TensorRT-LLM & GPU Optimization
LLM Quantization Techniques
4 min read
Quantization reduces model precision from FP32/FP16 to lower bit-widths, dramatically reducing memory requirements and increasing throughput while maintaining acceptable quality.
Quantization Formats
Precision Hierarchy (Memory per Parameter):
FP32 (32-bit) ████████████████████████████████ 4 bytes
FP16 (16-bit) ████████████████ 2 bytes
BF16 (16-bit) ████████████████ 2 bytes
FP8 (8-bit) ████████ 1 byte
INT8 (8-bit) ████████ 1 byte
INT4 (4-bit) ████ 0.5 bytes
FP4 (4-bit) ████ 0.5 bytes
Memory Savings (70B model):
FP16: 140GB → FP8: 70GB → INT4: 35GB
FP8 Quantization (Hopper/Ada/Blackwell)
FP8 is the sweet spot for modern inference, offering 2x memory reduction with minimal quality loss:
from tensorrt_llm.builder import BuildConfig
from tensorrt_llm.quantization import QuantConfig
# FP8 quantization configuration
quant_config = QuantConfig(
quant_algo="FP8",
kv_cache_quant_algo="FP8", # Also quantize KV cache
)
build_config = BuildConfig(
max_input_len=4096,
max_seq_len=8192,
max_batch_size=64,
precision="float16", # Base precision
quant_config=quant_config,
)
# Build with FP8
llm = LLM(
model="/models/llama-3.1-70b",
build_config=build_config,
)
FP8 Formats
| Format | Exponent | Mantissa | Range | Best For |
|---|---|---|---|---|
| E4M3 | 4 bits | 3 bits | ±240 | Weights |
| E5M2 | 5 bits | 2 bits | ±57344 | Activations |
TensorRT-LLM automatically selects optimal formats per layer.

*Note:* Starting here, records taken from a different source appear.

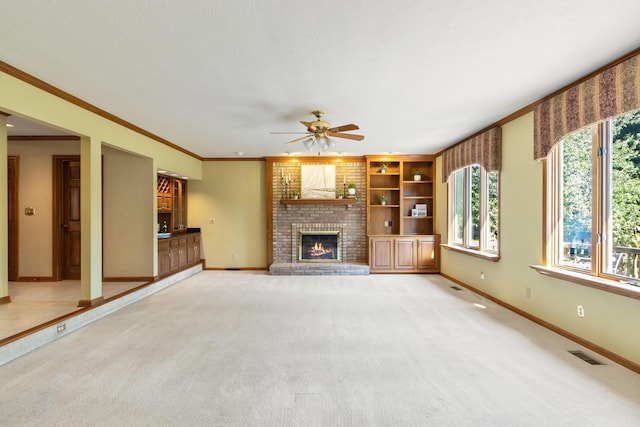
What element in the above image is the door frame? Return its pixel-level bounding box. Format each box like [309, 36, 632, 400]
[52, 155, 82, 282]
[7, 156, 20, 281]
[52, 154, 104, 282]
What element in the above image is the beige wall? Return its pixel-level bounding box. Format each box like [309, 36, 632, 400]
[8, 141, 155, 278]
[8, 141, 80, 277]
[102, 146, 156, 278]
[187, 160, 267, 268]
[437, 114, 640, 363]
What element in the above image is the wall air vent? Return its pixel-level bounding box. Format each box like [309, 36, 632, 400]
[569, 350, 604, 365]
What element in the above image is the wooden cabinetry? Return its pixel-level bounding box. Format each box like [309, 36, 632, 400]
[367, 156, 440, 272]
[369, 235, 440, 273]
[172, 178, 187, 230]
[158, 233, 200, 277]
[157, 175, 187, 233]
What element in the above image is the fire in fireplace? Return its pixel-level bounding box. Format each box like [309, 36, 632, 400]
[298, 231, 341, 262]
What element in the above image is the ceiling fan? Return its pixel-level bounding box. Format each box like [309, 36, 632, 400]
[271, 110, 364, 154]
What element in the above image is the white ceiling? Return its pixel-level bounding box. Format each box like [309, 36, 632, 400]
[0, 0, 640, 157]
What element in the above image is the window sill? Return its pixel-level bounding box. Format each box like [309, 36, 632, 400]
[529, 265, 640, 299]
[440, 243, 500, 262]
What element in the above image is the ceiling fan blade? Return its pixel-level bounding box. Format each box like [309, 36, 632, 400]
[300, 120, 315, 129]
[329, 132, 364, 141]
[329, 123, 360, 132]
[285, 135, 316, 144]
[269, 132, 309, 135]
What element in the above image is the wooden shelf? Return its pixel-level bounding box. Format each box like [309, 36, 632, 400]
[280, 197, 358, 209]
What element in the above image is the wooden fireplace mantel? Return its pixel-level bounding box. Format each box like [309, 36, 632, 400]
[280, 197, 358, 209]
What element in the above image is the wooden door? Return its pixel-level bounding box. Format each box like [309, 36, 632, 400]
[62, 161, 81, 280]
[7, 156, 18, 281]
[370, 238, 393, 270]
[394, 239, 416, 270]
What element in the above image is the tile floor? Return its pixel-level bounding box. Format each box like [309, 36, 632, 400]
[0, 280, 144, 340]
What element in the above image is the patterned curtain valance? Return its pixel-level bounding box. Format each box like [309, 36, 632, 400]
[442, 127, 502, 182]
[533, 55, 640, 160]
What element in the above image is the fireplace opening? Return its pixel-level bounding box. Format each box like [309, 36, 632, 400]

FP4 Quantization (Blackwell Only)
FP4 is exclusive to Blackwell architecture, providing 4x memory reduction:
# FP4 configuration for Blackwell GPUs (B200, B300)

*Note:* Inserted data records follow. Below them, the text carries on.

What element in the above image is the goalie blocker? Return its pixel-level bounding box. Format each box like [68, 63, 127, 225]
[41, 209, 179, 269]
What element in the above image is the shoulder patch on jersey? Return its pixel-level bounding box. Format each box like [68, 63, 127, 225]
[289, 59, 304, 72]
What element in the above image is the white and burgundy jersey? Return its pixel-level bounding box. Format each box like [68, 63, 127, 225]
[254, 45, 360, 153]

quant_config = QuantConfig(
quant_algo="FP4",
kv_cache_quant_algo="FP8", # KV cache stays at FP8
)
build_config = BuildConfig(
max_input_len=4096,
max_seq_len=8192,
max_batch_size=128, # Larger batches possible
quant_config=quant_config,
)
FP4 enables:
- Running 405B models on single B200 (140GB HBM3e)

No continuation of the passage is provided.